TOP 6 der Sitzung des Stadtrats am 24.02.2021.

Stellungnahme der Fraktionsgemeinschaft von CSU und JU:

“Wir sind uns mit den Antragstellern der FWG-Fraktion völlig einig bei der Einschätzung, dass Themen wie Gesundheitsschutz/ Infektionsschutz von einer Stadt mit 60.000 Einwohnern selbst erledigt werden könnten.

Der Antrag zielt darauf ab, eine eigene städtische Corona-Strategie, insbesondere eine städtische Teststruktur, aufzubauen. Begründet wird der Antrag u.a. damit, dass „Hinweise auf die Defizite in der Bekämpfung vom Neu-Ulmer Gesundheitsamt nur mangelhaft beachtet werden und dass daher nun Initiative vor Ort, d.h. der Stadt Neu-Ulm gefragt sei, um zu einer wirksamen Bekämpfung der Infektion zu kommen“.

Das Anliegen ist nachvollziehbar.

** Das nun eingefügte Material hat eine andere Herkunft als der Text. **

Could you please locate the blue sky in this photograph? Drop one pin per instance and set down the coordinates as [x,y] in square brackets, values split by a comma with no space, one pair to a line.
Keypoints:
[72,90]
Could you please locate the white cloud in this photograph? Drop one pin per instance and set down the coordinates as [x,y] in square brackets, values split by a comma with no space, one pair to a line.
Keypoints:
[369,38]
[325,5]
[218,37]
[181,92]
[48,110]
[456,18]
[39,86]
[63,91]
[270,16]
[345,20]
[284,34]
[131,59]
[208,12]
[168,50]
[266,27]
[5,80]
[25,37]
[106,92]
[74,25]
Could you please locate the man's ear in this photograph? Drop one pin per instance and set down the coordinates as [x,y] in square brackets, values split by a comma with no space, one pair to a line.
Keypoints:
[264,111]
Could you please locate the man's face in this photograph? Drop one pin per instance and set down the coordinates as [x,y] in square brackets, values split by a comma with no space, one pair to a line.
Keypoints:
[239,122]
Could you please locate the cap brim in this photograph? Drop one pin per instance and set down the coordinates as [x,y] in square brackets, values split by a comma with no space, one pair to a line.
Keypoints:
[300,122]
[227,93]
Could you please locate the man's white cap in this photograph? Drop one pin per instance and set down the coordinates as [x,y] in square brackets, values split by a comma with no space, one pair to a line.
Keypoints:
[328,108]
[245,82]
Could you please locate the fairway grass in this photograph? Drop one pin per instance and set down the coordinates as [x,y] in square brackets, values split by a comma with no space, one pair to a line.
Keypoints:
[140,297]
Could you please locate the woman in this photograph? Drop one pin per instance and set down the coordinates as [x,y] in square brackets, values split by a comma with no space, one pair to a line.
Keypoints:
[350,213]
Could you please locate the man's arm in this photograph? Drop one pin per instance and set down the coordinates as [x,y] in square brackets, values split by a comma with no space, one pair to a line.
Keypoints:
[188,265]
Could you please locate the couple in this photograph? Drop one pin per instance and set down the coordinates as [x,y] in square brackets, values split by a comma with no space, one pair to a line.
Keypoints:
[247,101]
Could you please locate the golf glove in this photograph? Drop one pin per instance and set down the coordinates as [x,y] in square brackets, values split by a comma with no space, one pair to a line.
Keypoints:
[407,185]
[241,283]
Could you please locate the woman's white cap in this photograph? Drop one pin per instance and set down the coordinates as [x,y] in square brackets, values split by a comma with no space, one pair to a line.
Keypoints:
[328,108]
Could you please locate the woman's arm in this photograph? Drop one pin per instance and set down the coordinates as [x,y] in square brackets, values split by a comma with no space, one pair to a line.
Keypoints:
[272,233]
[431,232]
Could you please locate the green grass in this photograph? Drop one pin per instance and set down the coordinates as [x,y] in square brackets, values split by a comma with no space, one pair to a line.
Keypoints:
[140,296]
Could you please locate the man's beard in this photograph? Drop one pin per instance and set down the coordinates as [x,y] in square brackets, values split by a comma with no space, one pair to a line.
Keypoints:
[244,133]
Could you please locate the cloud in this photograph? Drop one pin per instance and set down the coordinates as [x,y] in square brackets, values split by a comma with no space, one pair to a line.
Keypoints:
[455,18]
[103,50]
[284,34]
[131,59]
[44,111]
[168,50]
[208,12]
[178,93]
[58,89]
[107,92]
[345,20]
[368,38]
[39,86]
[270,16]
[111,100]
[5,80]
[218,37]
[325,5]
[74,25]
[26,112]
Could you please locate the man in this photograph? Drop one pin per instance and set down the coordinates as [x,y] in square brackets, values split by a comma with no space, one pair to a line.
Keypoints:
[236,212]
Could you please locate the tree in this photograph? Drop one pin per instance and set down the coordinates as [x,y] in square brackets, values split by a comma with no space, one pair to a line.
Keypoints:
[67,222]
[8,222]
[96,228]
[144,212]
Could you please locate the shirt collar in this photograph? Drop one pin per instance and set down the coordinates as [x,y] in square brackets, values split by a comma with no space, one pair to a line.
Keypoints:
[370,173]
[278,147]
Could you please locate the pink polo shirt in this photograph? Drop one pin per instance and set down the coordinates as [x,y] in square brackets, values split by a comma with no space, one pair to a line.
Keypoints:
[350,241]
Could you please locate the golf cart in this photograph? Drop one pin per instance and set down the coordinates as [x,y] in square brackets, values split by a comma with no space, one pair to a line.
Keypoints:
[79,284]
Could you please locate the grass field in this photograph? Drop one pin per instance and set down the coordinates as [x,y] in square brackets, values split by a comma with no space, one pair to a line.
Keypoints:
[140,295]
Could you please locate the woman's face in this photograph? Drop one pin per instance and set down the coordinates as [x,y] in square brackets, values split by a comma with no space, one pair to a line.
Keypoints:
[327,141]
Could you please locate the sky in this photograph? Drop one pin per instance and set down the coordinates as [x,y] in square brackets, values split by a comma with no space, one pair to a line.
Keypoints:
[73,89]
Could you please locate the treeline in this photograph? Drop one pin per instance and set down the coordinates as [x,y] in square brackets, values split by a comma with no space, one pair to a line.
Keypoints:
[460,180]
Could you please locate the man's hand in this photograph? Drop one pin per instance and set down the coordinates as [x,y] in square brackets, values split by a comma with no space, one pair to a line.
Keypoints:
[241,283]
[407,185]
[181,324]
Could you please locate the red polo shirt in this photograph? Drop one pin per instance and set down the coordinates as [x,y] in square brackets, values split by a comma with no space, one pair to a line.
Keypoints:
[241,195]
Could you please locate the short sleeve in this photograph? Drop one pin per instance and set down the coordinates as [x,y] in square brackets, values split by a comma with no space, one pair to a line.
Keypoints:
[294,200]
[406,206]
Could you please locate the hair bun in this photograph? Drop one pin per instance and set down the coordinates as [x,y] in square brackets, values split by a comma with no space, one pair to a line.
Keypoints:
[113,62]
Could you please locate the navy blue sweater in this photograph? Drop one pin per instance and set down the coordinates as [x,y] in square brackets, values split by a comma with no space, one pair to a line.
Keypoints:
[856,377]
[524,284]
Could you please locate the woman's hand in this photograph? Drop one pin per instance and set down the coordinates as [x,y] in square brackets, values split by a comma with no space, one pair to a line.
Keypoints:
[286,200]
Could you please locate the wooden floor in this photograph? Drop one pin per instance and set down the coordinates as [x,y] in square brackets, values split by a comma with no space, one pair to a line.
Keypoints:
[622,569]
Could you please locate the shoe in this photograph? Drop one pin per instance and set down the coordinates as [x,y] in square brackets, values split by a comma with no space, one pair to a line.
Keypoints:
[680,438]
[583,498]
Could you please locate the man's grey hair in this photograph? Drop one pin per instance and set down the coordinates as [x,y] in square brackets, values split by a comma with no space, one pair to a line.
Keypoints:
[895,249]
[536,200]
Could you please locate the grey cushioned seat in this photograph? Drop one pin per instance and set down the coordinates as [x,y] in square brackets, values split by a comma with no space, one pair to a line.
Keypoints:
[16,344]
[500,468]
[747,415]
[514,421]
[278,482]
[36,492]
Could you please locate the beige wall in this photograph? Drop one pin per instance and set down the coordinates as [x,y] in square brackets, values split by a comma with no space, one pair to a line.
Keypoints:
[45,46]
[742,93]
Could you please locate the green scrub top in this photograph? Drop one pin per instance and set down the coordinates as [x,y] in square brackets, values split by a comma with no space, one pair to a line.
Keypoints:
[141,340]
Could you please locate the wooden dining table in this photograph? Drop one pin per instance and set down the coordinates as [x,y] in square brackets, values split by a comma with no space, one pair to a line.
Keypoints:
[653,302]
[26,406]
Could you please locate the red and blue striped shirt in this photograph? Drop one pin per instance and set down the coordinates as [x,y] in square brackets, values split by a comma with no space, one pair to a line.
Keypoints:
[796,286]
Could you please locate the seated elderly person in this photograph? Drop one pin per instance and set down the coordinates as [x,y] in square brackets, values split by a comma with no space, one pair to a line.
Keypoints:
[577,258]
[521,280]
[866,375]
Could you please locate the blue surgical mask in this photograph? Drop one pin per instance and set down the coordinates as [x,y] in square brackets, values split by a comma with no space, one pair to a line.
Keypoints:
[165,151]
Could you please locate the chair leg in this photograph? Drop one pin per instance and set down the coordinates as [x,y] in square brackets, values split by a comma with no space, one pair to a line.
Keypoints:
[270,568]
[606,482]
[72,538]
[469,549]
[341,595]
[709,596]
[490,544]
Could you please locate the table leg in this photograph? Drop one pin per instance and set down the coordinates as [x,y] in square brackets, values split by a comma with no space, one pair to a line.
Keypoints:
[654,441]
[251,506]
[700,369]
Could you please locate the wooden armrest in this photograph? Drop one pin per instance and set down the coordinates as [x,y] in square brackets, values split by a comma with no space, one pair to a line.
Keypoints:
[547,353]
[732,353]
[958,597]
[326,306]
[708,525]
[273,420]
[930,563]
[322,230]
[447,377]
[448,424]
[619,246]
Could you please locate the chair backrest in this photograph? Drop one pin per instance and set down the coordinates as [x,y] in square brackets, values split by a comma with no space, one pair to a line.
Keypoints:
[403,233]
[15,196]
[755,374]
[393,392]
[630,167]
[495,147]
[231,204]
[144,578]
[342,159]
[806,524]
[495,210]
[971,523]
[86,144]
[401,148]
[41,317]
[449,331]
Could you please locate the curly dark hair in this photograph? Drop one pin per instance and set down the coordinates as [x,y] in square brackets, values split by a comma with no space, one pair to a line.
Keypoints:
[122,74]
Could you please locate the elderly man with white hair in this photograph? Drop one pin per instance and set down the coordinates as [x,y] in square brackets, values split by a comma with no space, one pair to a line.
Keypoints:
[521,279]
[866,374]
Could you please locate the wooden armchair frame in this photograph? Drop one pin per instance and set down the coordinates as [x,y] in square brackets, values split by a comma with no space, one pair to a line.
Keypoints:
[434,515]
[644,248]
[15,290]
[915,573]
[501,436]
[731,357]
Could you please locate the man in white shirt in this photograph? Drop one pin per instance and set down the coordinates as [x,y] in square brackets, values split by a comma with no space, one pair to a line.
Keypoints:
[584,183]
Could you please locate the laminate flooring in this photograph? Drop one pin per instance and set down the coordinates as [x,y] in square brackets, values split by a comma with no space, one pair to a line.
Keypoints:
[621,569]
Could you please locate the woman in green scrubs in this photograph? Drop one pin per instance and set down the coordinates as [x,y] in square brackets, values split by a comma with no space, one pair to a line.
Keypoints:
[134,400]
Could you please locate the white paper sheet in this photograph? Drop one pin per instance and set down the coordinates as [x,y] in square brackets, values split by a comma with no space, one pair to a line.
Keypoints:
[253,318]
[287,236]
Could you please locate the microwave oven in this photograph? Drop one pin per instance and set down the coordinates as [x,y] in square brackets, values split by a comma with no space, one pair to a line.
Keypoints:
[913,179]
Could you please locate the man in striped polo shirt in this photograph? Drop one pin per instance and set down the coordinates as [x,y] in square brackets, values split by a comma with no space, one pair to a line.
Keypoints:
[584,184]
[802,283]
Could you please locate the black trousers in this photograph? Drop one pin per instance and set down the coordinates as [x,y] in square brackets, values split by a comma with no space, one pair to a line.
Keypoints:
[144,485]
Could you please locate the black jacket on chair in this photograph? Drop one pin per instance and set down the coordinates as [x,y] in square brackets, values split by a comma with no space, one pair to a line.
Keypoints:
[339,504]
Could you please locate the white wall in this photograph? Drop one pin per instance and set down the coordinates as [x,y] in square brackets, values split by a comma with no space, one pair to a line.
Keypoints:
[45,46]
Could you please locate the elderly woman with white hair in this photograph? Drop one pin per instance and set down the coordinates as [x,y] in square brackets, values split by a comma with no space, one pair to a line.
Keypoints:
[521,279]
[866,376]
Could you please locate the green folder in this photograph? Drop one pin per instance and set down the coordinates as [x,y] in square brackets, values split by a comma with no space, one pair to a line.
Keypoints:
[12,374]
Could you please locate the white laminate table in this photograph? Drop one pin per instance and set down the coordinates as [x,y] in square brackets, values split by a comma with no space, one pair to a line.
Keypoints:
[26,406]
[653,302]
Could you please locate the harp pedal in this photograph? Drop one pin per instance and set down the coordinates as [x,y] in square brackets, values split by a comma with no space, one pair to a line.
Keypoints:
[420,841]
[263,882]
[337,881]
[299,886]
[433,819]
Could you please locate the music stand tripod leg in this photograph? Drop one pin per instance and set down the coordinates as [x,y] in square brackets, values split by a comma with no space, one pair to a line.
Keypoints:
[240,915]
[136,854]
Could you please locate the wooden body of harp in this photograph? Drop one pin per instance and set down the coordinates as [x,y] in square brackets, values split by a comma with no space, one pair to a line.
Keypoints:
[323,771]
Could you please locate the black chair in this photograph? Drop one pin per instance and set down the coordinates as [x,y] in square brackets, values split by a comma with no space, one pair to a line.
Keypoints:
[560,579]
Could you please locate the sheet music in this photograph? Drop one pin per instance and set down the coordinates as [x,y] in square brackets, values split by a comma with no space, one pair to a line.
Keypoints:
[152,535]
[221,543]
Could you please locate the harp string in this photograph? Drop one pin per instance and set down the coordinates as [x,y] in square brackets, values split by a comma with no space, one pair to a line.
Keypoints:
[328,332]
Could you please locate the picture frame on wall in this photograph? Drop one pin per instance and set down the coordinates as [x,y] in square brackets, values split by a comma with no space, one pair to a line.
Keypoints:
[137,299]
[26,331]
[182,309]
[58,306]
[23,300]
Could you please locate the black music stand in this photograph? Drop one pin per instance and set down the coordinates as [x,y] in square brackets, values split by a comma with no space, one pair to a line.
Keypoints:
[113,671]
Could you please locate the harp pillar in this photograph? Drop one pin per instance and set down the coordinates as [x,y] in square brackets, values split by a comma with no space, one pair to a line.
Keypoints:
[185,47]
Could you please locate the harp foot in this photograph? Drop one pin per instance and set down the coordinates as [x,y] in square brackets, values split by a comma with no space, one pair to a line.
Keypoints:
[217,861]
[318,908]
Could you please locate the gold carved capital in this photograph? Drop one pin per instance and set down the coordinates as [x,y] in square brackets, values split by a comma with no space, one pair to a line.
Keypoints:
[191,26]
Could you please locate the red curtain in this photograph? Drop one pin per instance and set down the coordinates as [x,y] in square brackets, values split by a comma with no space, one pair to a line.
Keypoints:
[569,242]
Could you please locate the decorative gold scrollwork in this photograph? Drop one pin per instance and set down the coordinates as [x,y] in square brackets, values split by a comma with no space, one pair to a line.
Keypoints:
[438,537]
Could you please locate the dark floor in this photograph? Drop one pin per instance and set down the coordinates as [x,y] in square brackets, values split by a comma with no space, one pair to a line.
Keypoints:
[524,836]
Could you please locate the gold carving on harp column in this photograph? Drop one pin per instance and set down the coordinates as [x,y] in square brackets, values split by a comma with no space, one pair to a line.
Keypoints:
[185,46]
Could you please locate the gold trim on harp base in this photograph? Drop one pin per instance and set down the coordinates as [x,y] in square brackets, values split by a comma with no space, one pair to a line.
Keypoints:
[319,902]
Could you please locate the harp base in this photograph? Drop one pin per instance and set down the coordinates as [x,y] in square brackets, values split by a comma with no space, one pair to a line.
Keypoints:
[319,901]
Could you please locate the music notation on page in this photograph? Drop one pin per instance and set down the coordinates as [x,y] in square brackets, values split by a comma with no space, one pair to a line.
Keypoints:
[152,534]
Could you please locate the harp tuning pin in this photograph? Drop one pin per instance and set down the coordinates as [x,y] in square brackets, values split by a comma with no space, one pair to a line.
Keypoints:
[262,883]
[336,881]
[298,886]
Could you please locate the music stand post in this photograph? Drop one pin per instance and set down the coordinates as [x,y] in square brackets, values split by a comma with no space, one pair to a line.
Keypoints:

Sofern diese Erkenntnisse zutreffen, muss Abhilfe geschaffen werden.

Nur – gegen die Übernahme der Aufgaben durch die Stadt Neu-Ulm stehen eben eindeutige gesetzliche Zuständigkeitsregelungen, die die Aufgaben nach dem Infektionsschutzgesetz dem Landratsamt/Gesundheitsamt Neu-Ulm zuordnen. Und nicht der kreisangehörigen Großen Kreisstadt Neu-Ulm. Dazu müssten wir, wie die Stadt Ulm, kreisfrei sein.

Bekanntlich hat das Innenministerium den Antrag der Stadt Neu-Ulm auf Kreisfreiheit im Juni 2019 via Pressemitteilung abgelehnt.

Das eigentlich Bemerkenswerte an dem Antrag ist für uns neben seiner „Dringlichkeit“, dass sich eine Stadtratsfraktion,  die sich im engen Schulterschluss mit der Kreistagsfraktion der Freien Wähler seinerzeit massiv gegen die Kreisfreiheit ausgesprochen hat, nun einen dringlichen Antrag einbringt, der die Übernahme von Aufgaben des Landratsamts ohne gesetzliche Regelung und Finanzierung durch die kreisangehörige Stadt befürwortet. Und dies mit der Begründung, die Aufgabenerledigung durch das Landratsamt sei mangelhaft.

Diesen Weg wollen wir, die Fraktionsgemeinschaft von CSU und JU, nicht mitgehen! Wir sind der Auffassung, dass die Aufgabenerledigung durch das Landratsamt „alles in allem“ und in Anbetracht der schwierigen Umstände der Corona- Katastrophenlage sich durchaus sehenlassen kann. Wir bedanken uns bei den eingesetzten ehrenamtlichen und hauptamtlichen Kräften für den Einsatz in Neu-Ulm.

Dies gilt auch für das Impfzentrum und die hierüber schwelenden Diskussionen. Es geht doch in erster Linie darum so viele Menschen wie möglich in kurzer Zeit zu impfen. Das Landratsamt braucht keinen architektonischen Gestaltungswettbewerb an dieser Stelle gewinnen.

Die inhaltlichen Gründe in der Beratungsunterlage, die gegen den Antrag aus sachlicher Sicht sprechen, teilen wir.

Wir sollten uns als Stadtrat auch davor hüten, Kreisaufgaben ohne verbindliche Regelungen inkl. der Aufgabenfinanzierung, ohne eine gesetzlich geregelte Zuständigkeit der Stadt gewissermaßen vorab „freiwillig“ übernehmen zu wollen. Dies gilt aktuell für Aufgaben der Infektionsschutzbehörde.

Wenn Sie schon vor Ort initiativ werden wollen, bestehen aus unserer Sicht folgende sinnvollen Wege zur Beseitigung von Missständen bei der Corona-Bekämpfung:

  1. Landrat Freudenberger als Leiter der Behörde müsste für die Beseitigung von Missständen sorgen
  2. Herantreten an die Kreistagsfraktion der Freien Wähler
  3. Herantreten an die Landtagsfraktion der Freien Wähler, welche Teil der Regierung in Bayern ist

Weiterhin wäre eine Unterstützung der Initiative der CSU-Stadtratsfraktion beim Bemühen um die Erlangung weiterer städtischer Zuständigkeiten ein möglicher Weg. Da hat das Innenministerium bislang leider nichts geliefert.

Daher werden wir dem Beschlussvorschlag der Verwaltung folgen.”